# Single Tubes & 3/8 Steel



## Alfred E.M. (Jul 5, 2014)

*L to R - 1842 amber, 2040 green, 1745 red. A little slow but good for target shooting without fatigue, snapping tendons, or herniating oneself.*


----------



## MakoPat (Mar 12, 2018)

Nice. I love single tubes.

Those 1842's can really sling some 5/16" steel, too.


----------



## Alfred E.M. (Jul 5, 2014)

*A recent email from Dankung touts 2 upgraded tubes. Especially looking forward to trying the new 1632.*

Dear user,

I am so excited to annonce that we've released 2 new editions of bands, the PREMIUM 1745 and New 1632 Red.

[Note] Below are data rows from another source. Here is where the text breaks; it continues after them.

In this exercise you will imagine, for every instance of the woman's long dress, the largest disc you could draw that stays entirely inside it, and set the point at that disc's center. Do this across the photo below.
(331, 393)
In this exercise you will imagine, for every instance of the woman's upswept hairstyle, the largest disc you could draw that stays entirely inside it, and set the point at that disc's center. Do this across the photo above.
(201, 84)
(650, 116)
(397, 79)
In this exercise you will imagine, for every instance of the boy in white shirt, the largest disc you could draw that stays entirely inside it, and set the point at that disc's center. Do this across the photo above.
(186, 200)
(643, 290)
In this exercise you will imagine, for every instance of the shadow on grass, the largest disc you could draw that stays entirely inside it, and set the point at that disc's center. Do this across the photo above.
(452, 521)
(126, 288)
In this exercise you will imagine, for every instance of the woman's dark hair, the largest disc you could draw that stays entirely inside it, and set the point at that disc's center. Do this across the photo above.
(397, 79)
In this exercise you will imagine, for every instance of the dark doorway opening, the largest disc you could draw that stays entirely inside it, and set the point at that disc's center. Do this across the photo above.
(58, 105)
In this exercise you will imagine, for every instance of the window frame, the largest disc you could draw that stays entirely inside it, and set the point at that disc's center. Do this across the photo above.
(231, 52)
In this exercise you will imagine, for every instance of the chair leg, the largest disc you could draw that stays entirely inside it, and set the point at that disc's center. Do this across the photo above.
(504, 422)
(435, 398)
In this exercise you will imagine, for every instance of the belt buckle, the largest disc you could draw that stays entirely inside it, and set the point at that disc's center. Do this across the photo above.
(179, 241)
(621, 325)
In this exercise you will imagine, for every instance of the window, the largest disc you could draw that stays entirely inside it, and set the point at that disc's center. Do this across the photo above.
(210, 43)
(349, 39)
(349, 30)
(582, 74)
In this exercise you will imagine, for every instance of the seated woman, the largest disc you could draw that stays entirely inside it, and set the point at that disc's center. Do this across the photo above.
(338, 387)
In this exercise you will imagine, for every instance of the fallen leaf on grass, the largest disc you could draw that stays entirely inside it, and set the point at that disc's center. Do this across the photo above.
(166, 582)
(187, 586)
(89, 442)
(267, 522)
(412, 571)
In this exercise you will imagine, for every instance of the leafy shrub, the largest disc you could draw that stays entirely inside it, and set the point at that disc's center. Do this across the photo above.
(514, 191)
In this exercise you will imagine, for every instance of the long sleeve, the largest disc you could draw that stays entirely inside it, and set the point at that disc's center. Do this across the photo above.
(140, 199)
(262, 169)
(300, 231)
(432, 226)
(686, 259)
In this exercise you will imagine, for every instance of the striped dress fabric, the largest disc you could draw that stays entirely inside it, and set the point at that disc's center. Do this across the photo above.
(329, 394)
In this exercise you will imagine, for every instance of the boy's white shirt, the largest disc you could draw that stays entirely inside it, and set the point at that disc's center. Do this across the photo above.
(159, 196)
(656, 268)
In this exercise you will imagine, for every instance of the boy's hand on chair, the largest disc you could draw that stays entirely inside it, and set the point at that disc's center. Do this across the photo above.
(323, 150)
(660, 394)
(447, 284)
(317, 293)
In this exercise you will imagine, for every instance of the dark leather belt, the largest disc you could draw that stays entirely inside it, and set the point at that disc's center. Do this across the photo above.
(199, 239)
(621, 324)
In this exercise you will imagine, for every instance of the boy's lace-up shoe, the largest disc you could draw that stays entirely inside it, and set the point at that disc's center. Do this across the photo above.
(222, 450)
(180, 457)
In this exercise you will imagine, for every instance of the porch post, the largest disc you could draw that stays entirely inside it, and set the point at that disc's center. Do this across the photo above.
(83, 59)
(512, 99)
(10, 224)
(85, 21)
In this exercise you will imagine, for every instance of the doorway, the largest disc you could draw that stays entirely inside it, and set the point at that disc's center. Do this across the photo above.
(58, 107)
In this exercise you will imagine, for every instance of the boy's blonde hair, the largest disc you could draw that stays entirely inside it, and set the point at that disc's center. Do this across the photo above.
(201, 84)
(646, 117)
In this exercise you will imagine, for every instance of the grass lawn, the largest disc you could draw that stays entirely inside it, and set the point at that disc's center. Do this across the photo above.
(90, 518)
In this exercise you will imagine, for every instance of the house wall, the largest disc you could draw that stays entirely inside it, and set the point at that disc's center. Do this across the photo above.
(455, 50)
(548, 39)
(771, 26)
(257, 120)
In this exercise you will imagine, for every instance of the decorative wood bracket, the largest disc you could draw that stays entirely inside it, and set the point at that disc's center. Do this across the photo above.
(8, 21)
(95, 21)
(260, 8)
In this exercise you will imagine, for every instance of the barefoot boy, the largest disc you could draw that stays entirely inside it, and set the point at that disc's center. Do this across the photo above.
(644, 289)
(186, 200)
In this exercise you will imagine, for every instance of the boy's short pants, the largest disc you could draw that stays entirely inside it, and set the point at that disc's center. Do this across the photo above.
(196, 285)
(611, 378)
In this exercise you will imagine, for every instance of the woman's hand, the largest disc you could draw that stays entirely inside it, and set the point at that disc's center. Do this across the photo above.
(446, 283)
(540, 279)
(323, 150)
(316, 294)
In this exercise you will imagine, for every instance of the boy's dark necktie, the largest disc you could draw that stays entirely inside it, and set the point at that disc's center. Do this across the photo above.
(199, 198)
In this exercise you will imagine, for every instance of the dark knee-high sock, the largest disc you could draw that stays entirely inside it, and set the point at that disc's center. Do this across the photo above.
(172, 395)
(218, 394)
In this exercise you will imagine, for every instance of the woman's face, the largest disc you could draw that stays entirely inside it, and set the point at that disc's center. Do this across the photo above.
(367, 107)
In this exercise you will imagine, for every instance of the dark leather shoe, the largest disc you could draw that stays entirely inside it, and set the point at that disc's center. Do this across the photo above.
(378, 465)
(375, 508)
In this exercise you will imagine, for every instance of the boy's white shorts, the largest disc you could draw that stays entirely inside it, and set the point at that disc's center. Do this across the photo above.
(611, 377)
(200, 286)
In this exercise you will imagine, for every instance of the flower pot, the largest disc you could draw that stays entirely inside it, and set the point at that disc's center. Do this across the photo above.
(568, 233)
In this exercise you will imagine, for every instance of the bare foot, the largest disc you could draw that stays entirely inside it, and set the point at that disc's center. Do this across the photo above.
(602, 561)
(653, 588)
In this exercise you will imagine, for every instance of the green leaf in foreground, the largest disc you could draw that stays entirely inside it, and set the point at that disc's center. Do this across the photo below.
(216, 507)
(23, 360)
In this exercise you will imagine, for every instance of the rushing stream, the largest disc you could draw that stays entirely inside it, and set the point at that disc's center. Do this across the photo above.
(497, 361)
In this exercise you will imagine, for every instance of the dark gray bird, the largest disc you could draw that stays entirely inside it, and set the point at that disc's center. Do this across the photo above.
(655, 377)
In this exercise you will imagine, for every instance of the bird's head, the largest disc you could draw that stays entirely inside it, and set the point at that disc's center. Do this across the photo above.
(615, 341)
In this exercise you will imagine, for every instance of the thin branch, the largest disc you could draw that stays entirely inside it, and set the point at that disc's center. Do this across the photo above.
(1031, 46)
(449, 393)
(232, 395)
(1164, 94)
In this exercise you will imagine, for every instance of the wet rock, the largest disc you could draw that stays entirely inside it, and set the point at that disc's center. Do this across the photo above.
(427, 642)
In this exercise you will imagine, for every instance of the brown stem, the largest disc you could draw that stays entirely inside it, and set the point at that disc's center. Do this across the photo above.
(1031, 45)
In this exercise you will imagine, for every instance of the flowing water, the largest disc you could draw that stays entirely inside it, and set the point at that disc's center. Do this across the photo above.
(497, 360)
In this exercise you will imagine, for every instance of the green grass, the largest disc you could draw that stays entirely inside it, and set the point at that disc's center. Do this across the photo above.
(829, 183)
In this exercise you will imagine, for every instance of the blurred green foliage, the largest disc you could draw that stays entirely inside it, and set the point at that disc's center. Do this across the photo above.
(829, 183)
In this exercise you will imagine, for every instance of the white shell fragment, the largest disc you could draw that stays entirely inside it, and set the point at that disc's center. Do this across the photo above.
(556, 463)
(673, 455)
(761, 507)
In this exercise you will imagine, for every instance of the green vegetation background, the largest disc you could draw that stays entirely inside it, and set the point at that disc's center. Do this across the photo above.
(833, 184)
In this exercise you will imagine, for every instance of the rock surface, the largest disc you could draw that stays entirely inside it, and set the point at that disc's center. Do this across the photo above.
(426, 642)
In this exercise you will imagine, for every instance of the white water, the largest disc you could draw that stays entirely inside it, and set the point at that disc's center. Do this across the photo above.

We are confident they are the best slingshot bands in world. You are welcome to have a try.
2019 New Premium 1745

The 2019 new edition is released on Oct 28,2019. Better elastic, more consistent and faster. Users will be surprised when compared to previous edition or other brands' tube band.
And more surprise will be found with the weather getting cold.
https://www.dankung.com/Gcontent/10-meters-special-rubber-tubing-slingshot-yellow-red-1632_1410

Regards,
Davis


----------



## Ibojoe (Mar 13, 2016)

Just when you thought they couldn't get any better! Good to hear that people are always working to improve bands and tubes. 
Since it got cold I've been forced to go to a lighter setup and drop down from 7/16 to 3/8. Old bones ya know?
Hope you're doing well my friend.


----------



## Alfred E.M. (Jul 5, 2014)

*Yep, I know all about those bones ... physical health is a v e r y slow drip, drip. Mentally, kings and presidents still seek my advice. Sure.*

*Stay happy friend.*


----------



## wll (Oct 4, 2014)

Alfred E.M. said:


> *A recent email from Dankung touts 2 upgraded tubes. Especially looking forward to trying the new 1632.*
> 
> Dear user,
> 
> ...


I just ordered some 1745 and 1842 last week. Now that winter is upon us I'm interested in how well the new formulation works out ;- )

wll


----------